JW: For many, me included, data sounds like a boring topic, but data is actually foundational. You can't address what you don't measure and you can't improve what you don't track or understand. I'm really passionate that precision ag is the future of precision conservation. Farmers in the Chesapeake Bay region and farmers in the Lake Erie Basin have been under the spotlight and have addressed many of the natural resource concerns there through tremendous conservation. But there are still opportunities to do more. Data and precision ag help the farmer identify where and what that next step is, especially when some of it may be invisible to the human eye.

SF: How can precision conservation be applied on the farm?

JW: Precision conservation for sustainability is the biggest opportunity economically, environmentally, and it doesn't matter where you are in the country.

For example, if you manage a field uniformly with seeding rate and fertilizer application, where there are variabilities in slope, terrain, and soil type, you can have huge differences in leaching or runoff rates. We want to help the farmer understand those risks and come up with a plan to optimize their management.

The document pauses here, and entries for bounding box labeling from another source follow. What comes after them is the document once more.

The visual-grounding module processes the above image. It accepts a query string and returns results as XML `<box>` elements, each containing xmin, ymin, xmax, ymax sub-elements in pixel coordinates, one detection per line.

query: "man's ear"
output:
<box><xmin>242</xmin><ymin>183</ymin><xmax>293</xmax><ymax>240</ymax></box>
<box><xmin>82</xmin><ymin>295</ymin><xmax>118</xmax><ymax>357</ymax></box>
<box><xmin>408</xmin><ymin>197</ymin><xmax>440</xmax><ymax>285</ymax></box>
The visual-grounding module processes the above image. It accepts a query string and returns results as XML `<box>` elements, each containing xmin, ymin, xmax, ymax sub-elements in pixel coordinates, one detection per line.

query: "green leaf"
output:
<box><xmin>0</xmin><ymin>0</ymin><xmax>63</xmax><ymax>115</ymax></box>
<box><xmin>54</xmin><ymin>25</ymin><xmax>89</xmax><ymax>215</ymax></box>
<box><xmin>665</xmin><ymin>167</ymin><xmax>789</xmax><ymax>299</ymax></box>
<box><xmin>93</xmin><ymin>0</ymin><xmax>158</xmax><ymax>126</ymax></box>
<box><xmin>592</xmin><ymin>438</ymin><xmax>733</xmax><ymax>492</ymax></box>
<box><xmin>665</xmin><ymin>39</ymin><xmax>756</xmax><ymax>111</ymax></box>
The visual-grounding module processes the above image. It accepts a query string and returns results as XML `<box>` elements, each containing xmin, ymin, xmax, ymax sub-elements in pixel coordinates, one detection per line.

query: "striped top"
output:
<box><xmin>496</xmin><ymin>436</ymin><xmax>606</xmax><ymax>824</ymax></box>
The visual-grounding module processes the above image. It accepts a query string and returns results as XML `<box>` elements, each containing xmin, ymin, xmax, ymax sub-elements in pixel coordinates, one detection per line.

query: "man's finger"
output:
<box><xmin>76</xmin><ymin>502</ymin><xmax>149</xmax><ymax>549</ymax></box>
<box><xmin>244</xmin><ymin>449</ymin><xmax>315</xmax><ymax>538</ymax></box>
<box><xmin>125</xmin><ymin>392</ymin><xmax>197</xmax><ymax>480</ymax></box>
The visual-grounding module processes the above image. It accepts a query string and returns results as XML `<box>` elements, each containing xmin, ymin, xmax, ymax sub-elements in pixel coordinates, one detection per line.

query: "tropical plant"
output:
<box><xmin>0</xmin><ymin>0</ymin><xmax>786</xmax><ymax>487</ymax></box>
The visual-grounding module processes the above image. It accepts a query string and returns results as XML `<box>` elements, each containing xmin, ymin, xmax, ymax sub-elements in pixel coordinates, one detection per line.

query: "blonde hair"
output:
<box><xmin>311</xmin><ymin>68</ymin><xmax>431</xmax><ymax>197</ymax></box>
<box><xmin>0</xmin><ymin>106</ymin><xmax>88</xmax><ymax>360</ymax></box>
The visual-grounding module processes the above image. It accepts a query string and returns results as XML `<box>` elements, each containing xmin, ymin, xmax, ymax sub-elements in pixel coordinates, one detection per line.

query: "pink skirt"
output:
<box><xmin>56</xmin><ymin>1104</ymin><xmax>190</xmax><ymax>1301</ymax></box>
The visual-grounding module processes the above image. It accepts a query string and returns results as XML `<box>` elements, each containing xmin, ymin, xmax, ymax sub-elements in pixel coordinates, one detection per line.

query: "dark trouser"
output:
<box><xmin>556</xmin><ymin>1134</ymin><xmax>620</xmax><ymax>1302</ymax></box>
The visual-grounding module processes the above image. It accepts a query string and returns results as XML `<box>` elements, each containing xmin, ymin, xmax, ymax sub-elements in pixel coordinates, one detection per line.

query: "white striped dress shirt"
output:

With a really good prescription, farmers may be able to boost yield and profit on a per-acre basis. By doubling down where the soils in the fields perform well and pumping the brakes where the soils won't be as economically successful, we get a net result of an optimized production system by field. That ultimately means more of your inputs are leaving the field in grain and less of your inputs are leaving the field as runoff or leaching.

SF: What can we expect from Truterra in the future?

JW: Our strategic approach has been to answer the questions with the farmer and then all that downstream benefit accrues. The good news is farmers are adopting new practices, but it isn't all rainbows.

When we don't see an expected outcome, we take a step back and ask what happened – whether it was the weather or economic pressure. This allows us to be more strategic and thoughtful in creating a game plan for the future. Farmers deal with hundreds of variables on a daily basis. And you can't predict what these variables will do from week to week, let alone month to month or year to year. So, we become a partner to help manage variability and risk into the future. This is an authentic and honest approach, but it puts the farmers in control. We're not here to tell them what to do. We're here to give them options, insights, to help them find partners, and in some cases additional financial assistance. And then, frankly, be there as needed, but let them take the lead.